The proposed bans continue a crackdown on child internet use initiated by the Online Safety Act last year, care of which Steam users now have to verify their age using a credit card. There has been an associated fall in British porno traffic, partly offset by the use of Virtual Private Networks to bypass barricades erected by Ofcom, our digital regulator. Expect VPN usage to spike again next year, if the social media ban goes through.

It seems likely the announcement is also timed to rebuff the behaviour of one particular social media tycoon, Elon Musk, owner of the most punchable face in existence, who has been using Xitter to whip up far right sentiment on the streets of Britain. The Starmer government is currently trying to walk the line of scolding Musk for his smirking antics, while also being “pro-tech” and especially, pro-AI.

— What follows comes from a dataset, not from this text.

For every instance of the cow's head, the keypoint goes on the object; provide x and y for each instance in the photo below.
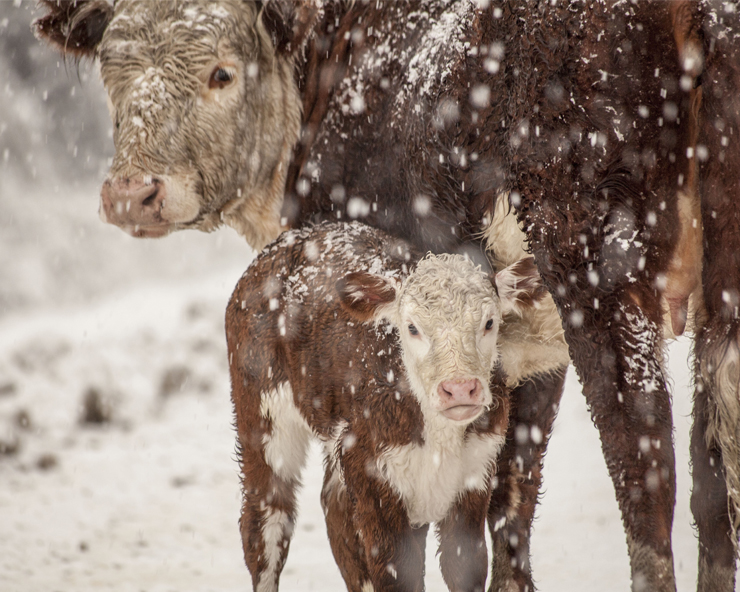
(204, 105)
(447, 313)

As far as I know, Musk and Xitter have yet to officially comment on the news, but other social media platforms have spoken up. “As we’ve seen in Australia, bans risk isolating teens from online communities and information, and driving them to unregulated alternatives that lack built-in protections and parental controls,” reads a statement from Meta, owner of Instagram and Facebook. Google-owned Youtube add that “blanket bans push kids out of such curated, supervised, beneficial experiences and towards anonymous, less-safe services.”

UK videogame trade body UKIE has also posted a statement via GamesIndustry.biz, welcoming the restrictions while arguing that games publishers have already done a lot of work to render their services child-safe. UKIE are also up for collaborating further with the UK government on regulation. It’s an effort to get one hand on the whip, basically.

“We welcome the recognition in today’s announcement that games are distinct from social media,” reads the statement. “Through initiatives like the PEGI age rating system, we have provided parents and players with clear, trusted guidance on age-appropriate game content for more than 20 years. Major platforms have demonstrated significant safety innovation in this area, including communication features which are switched off by default for child accounts. We have offered to act as a technical partner to Government to co-create regulatory frameworks appropriate to games and to provide evidence on what is working.”

To my mind, the obvious targets for an under-16 ban are Discord – a gaming-dedicated service that is used for a lot of other things, these days – and Roblox, the sandbox game creation behemoth that attracts a vast audience of young teenagers. In recent times, both have sought to render their services safer for kids – a tricky journey for Roblox, which makes a fair bit of money off the fact that kids are more susceptible to scams.

Roblox recently resorted to facial age estimation technology, after a US prosecutor branded their service “the perfect place for pedophiles”. Discord now operate a global age inference model that runs in the background. It feels like both companies have been aware for a while that punitive legislation is in the offing.

In general, this is one of those situations where I fear and mistrust all concerned. True, social media use can be absolute poison, and the likes of Musk can go goosestep on Mars, but I agree with the argument that a blanket ban will simply drive the worst aspects of Xitter, Instagram, etc underground.

“Children will be given back their childhoods thanks to government action to ban social media platforms from offering services to under-16s, with less time for scrolling and more time for play,” reads the government guidance above. As summaries go, it doesn’t make a good case for the government understanding why children like social media, and therefore, how the platforms could be altered to serve them better. So much “play” is now digital, so much community is now online, and while kids may be easier prey for “dark patterns” and such, they are not utterly without agency. To frame them as helpless innocents risks becoming a form of abuse.

Here is Amnesty International’s take on things: “You cannot solve a design problem with an access ban. If the diagnosis is that social media platforms are harming children, the remedy should be to regulate the platforms, not exclude children.”